On Wed, 2 Mar 2022 09:20:50 -0800
Jayjeet Chakraborty <[email protected]> wrote:
> Thanks for all the help everyone. I was able to follow Niranda's steps and
> get the same perf in both C++ and Python. But I still don't know which are
> essential optimizations for compiling Arrow in C++. Can anyone please share
> some pointers on that ? I think documenting the essential C++ optimizations
> in some way will help people in the future. Thanks again.
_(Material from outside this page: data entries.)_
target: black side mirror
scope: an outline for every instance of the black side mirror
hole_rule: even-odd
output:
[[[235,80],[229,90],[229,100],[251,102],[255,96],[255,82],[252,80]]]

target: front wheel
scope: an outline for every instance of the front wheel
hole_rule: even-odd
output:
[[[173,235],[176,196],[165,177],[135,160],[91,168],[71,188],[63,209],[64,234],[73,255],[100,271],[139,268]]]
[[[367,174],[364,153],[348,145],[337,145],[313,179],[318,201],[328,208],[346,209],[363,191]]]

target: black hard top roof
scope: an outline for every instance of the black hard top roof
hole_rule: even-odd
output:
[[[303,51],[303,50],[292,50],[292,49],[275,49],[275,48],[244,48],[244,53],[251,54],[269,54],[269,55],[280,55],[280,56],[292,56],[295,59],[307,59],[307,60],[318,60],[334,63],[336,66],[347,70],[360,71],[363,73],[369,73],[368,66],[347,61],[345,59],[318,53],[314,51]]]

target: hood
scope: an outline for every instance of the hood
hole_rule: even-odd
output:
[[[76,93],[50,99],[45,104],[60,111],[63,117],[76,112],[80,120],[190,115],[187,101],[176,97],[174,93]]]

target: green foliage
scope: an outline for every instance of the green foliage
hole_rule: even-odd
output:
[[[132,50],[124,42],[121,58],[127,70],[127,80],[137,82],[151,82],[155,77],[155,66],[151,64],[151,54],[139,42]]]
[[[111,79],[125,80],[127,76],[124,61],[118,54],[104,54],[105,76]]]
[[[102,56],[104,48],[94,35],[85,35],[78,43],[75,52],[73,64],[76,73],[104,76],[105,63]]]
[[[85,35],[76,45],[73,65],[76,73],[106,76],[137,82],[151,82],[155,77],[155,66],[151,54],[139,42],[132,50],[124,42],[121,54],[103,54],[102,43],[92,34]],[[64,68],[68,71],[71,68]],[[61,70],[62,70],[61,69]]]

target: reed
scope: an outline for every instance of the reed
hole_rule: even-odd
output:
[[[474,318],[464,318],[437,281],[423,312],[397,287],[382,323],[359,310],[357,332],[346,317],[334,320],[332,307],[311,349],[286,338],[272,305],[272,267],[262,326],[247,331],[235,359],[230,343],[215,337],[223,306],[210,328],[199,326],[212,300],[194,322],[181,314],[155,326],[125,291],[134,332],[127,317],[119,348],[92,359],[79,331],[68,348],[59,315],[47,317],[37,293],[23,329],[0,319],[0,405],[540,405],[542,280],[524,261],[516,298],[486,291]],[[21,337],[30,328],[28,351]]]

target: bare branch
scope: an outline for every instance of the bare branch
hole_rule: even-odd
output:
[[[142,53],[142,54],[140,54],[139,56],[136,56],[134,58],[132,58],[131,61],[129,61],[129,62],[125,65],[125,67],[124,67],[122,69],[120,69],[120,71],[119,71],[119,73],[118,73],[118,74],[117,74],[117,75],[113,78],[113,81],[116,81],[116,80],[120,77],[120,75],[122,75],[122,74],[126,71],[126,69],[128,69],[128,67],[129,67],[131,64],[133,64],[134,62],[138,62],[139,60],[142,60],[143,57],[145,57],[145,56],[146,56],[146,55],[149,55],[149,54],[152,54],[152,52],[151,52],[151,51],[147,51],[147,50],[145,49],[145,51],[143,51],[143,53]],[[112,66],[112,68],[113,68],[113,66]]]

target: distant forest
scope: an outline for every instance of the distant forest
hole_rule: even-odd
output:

You should simply compile in release mode and appropriate compilation
options will be selected for you ("cmake -DCMAKE_BUILD_TYPE=Release
...").

Regards

Antoine.


> 
> On Tue, Mar 1, 2022 at 3:04 PM Weston Pace <[email protected]> wrote:
> 
> > Does setting UseAsync on the C++ end make a difference?  It's possible we
> > switched the default to async in python in 6.0.0 but not in C++.
> >
> > On Tue, Mar 1, 2022, 11:35 Niranda Perera <[email protected]>
> > wrote:
> >  
> >> Oh, I forgot to mention, had to fix LD_LIBRARY_PATH when running the c++
> >> executable.
> >> LD_LIBRARY_PATH=$CONDA_PREFIX/lib:$LD_LIBRARY_PATH ./dataset_bench
> >>
> >> On Tue, Mar 1, 2022 at 4:34 PM Niranda Perera <[email protected]>
> >> wrote:
> >>  
> >>> @Jayeet,
> >>>
> >>> I ran your example in my desktop, and I don't see any timing issues
> >>> there. I used conda to install pyarrow==6.0.0
> >>> I used the following command
> >>> g++ -O3 -std=c++11 dataset_bench.cc -I"$CONDA_PREFIX"/include
> >>> -L"$CONDA_PREFIX"/lib -larrow -larrow_dataset -lparquet -o dataset_bench
> >>>
> >>> And I had to del the objects in the python file, because it was getting
> >>> killed due to OOM.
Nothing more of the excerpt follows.